Mother's Day is thought to have begun in ancient Greece. Known as "mother worship", this festival to Cybele, a goddess who represented the fertility of earth, was held during the Vernal Equinox in Anatolia. Gifts were not given during this festival like they are doing our modern Mother's Day.
The holiday we know today was first established in 1870 by Julia Ward Howe in Boston, Massachusetts. Howe made her Mother's Day Proclamation in hopes to inspire women pacifism. The early celebration of the holiday was pushed forward by women's peace groups and those mother's who had lost sons in the Civil War. Less than seven years after her proclamation, Albion, Michigan became the first city to observe the holiday. This observance began the tradition of celebrating Mother's Day on the second Sunday in May. It took many years before it was officially recognized. Several groups and individuals had campaigns to spread the world about Mother's Day. The federal government finally got the message and on May 14, 1914, Woodrow Wilson signed an official proclamation to make Mother's Day a national holiday.
The original proclamation by Howe read like this:
Arise then...women of this day!
Arise, all women who have breasts!
Whether your baptism be of water or of tears!
Say firmly:
"We will not have questions answered by irrelevant agencies,
Our husbands will not come to us, reeking with carnage,
For caresses and applause.
Our sons shall not be taken from us to unlearn
All that we have been able to teach them of charity, mercy and patience.
We, the women of one country,
Will be too tender of those of another country
To allow our sons to be trained to injure theirs."
From the voice of a devastated Earth a voice goes up with
Our own. It says: "Disarm! Disarm!
The sword of murder is not the balance of justice."
Blood does not wipe out dishonor,
Nor violence indicate possession.
As men have often forsaken the plough and the anvil
At the summons of war,
Let women now leave all that may be left of home
For a great and earnest day of counsel.
Let them meet first, as women, to bewail and commemorate the dead.
Let them solemnly take counsel with each other as to the means
Whereby the great human family can live in peace...

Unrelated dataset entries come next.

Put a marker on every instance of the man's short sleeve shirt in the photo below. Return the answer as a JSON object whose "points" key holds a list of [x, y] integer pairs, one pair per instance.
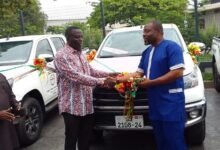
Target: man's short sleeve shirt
{"points": [[167, 102]]}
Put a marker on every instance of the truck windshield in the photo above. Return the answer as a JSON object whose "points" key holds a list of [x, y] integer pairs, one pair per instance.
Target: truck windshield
{"points": [[130, 43], [14, 52]]}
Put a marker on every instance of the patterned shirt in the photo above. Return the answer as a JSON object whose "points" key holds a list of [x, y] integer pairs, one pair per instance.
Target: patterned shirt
{"points": [[76, 79]]}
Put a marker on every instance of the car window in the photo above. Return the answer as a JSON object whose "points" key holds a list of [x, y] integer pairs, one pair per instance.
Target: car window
{"points": [[131, 43], [124, 43], [15, 52], [58, 42], [44, 47]]}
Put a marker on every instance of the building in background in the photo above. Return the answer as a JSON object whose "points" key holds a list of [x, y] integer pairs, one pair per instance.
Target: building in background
{"points": [[60, 12]]}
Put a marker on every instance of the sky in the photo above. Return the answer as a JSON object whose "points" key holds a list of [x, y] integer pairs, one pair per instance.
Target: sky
{"points": [[67, 9]]}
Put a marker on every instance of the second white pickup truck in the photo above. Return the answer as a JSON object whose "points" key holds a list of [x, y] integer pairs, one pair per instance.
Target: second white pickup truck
{"points": [[121, 51], [216, 62]]}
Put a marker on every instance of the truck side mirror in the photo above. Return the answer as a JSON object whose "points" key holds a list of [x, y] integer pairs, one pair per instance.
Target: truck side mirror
{"points": [[47, 57]]}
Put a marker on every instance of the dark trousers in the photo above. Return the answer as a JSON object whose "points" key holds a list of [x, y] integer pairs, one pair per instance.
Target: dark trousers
{"points": [[78, 129], [169, 135]]}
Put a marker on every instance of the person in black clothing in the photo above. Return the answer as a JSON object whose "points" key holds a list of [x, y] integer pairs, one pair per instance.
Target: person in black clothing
{"points": [[8, 135]]}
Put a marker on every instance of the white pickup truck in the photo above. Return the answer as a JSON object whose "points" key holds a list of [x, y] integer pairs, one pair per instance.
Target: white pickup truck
{"points": [[121, 51], [37, 93], [216, 62]]}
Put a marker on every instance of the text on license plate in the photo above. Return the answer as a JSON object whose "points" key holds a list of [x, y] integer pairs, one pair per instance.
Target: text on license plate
{"points": [[122, 122]]}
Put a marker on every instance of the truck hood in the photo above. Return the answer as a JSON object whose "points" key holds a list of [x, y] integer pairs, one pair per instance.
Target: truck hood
{"points": [[14, 71], [130, 64]]}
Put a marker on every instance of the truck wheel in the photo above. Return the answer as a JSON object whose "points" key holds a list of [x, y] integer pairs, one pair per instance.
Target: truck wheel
{"points": [[195, 134], [98, 136], [216, 78], [30, 126]]}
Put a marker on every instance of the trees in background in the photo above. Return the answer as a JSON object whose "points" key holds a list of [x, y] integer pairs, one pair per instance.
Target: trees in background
{"points": [[136, 12], [92, 36], [34, 19]]}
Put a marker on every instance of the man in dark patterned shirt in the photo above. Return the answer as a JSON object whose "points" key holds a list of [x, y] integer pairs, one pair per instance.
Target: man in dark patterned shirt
{"points": [[76, 79]]}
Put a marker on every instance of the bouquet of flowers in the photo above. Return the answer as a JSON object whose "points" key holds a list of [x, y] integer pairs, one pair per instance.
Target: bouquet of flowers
{"points": [[39, 64], [194, 52], [91, 55], [129, 89]]}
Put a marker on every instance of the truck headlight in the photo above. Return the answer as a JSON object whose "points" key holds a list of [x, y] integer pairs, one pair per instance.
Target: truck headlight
{"points": [[191, 80], [194, 114], [11, 81]]}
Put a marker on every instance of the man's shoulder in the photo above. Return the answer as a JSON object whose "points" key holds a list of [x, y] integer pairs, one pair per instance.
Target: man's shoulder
{"points": [[2, 77]]}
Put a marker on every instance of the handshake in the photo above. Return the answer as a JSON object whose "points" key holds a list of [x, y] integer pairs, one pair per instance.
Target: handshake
{"points": [[110, 81], [129, 79]]}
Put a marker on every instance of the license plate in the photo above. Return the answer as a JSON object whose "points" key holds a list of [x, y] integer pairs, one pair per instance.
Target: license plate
{"points": [[136, 122]]}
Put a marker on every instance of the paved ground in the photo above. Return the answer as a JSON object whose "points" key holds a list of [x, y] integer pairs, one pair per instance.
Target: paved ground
{"points": [[52, 137]]}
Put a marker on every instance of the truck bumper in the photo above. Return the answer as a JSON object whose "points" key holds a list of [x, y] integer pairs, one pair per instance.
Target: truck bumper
{"points": [[105, 115]]}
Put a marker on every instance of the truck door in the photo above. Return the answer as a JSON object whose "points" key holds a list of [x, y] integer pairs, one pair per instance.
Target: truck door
{"points": [[48, 79]]}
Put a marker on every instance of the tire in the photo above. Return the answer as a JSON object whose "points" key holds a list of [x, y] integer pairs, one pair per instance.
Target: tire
{"points": [[98, 136], [216, 78], [30, 126], [195, 134]]}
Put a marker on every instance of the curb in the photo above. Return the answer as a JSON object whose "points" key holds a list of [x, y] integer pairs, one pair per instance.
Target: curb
{"points": [[208, 84]]}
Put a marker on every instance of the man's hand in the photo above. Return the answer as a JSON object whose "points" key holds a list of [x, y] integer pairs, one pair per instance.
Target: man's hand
{"points": [[144, 84], [109, 82], [6, 115], [114, 74]]}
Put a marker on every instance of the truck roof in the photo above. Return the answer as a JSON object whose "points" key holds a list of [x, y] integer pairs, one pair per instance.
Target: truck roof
{"points": [[140, 27], [29, 37]]}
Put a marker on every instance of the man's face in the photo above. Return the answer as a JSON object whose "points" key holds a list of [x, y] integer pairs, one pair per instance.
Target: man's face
{"points": [[150, 34], [75, 39]]}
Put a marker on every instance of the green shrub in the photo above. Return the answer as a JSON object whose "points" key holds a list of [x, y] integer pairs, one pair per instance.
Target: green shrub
{"points": [[207, 34]]}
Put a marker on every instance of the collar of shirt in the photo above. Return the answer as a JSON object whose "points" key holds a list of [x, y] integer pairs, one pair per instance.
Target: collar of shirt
{"points": [[71, 50]]}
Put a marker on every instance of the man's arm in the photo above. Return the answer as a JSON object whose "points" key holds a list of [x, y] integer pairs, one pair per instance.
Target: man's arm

Each bearing after his own time the sacred impress, not of Caesar,
But of God -
In the name of womanhood and humanity, I earnestly ask
That a general congress of women without limit of nationality,
May be appointed and held at someplace deemed most convenient
And the earliest period consistent with its objects,
To promote the alliance of the different nationalities,
The amicable settlement of international questions,
The great and general interests of peace.